Türkiye sosyal demokrasi hareketinin lider partisi olduğu iddiasını taşıyan CHP bütün bunların yanında Kürtler ile ilişkisini milletvekili ile temsiliyet seviyesinde tutuyor. Bu CHP’de bir ritüel haline geldi. CHP maalesef temasını sınırlı tutmak istediği her sosyal grupla milletvekili ile temsiliyet seviyesinde ilişki kuruyor. Sosyalistlerle, Alevilerle, LGBTİ örgütleriyle bütün temaslar milletvekili ile temsiliyet seviyesinde kuruluyor. CHP davalara, eylemlere, direnişlere benzer bir şekilde milletvekili ile temsilci göndermiş sayılıyor. Böylece her iş kotarılmaya çalışılıyor. Ancak yukarıda anlattığım yeni kompozisyon artık bu kotarma eylemini kabul etmiyor. Temsiliyetlerin esaslı politikalara dönüşmesi gerekiyor.

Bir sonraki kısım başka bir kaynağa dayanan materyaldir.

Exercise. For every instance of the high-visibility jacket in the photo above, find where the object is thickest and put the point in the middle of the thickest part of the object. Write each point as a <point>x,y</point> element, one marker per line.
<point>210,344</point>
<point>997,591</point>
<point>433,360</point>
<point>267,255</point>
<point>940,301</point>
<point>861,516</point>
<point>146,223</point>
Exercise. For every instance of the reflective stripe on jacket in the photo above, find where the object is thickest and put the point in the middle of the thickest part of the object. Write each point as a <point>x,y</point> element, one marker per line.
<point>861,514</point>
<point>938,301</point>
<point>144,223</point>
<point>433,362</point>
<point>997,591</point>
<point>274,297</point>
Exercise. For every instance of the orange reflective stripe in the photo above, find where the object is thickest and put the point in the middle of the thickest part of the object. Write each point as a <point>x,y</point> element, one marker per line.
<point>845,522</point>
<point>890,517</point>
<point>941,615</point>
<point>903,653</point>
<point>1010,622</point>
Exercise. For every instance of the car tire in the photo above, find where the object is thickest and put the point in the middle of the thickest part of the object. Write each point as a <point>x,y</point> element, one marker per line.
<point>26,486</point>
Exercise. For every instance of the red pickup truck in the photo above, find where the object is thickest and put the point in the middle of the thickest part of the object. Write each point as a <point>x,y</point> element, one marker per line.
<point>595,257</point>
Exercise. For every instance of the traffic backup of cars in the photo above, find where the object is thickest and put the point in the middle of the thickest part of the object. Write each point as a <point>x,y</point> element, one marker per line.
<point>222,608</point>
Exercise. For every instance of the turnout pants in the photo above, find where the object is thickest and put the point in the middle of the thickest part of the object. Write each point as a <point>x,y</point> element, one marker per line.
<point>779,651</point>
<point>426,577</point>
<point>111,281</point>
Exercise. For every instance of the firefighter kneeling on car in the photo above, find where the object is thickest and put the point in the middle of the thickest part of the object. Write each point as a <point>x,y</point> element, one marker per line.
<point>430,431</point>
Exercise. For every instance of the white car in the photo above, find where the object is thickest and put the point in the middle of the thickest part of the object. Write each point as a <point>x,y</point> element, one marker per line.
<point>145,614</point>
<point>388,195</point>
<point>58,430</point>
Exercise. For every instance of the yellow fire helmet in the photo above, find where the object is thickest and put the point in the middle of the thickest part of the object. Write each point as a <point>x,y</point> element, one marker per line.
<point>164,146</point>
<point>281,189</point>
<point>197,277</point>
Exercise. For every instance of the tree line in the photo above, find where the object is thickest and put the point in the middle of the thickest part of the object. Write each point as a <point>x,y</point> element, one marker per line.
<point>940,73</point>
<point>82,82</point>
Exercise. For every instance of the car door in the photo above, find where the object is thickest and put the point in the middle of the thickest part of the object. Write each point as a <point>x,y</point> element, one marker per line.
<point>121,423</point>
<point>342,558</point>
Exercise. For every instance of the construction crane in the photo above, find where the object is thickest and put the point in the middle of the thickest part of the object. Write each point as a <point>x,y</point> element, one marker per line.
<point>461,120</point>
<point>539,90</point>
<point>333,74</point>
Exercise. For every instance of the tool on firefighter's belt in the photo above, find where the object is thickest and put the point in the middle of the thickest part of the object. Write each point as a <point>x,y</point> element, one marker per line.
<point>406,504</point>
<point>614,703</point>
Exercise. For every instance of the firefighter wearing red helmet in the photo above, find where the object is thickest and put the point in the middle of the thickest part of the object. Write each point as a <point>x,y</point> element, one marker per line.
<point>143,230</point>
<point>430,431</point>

Türkiye sosyal demokrasi hareketinin lider partisi olduğu iddiasını taşıyan CHP’nin esaslı sosyal demokrat politikalara ihtiyaç duyduğu dımdızlak ortada. Heyet gönderme, rapor yazma, basın açıklaması yapma artık parti programına yazılı metinler olarak taşırılmalı. Özellikle Kürt coğrafyasında yeni yaklaşımlar ve çözüm yolları parti politikası olarak paylaşılmalı. CHP’nin görmekten imtina ettiği bu husus aynı zamanda içerisine düşürüldüğümüz bu ablukadan güçlü bir hamleyle çıkmamızı sağlayacak. Türkiye sosyal demokrasi hareketinin buna ihtiyacı var. Kürt çocuklarının buna ihtiyacı var. İçinde bulunduğumuz cephenin bu denli güçlü bir hamleye ihtiyacı var.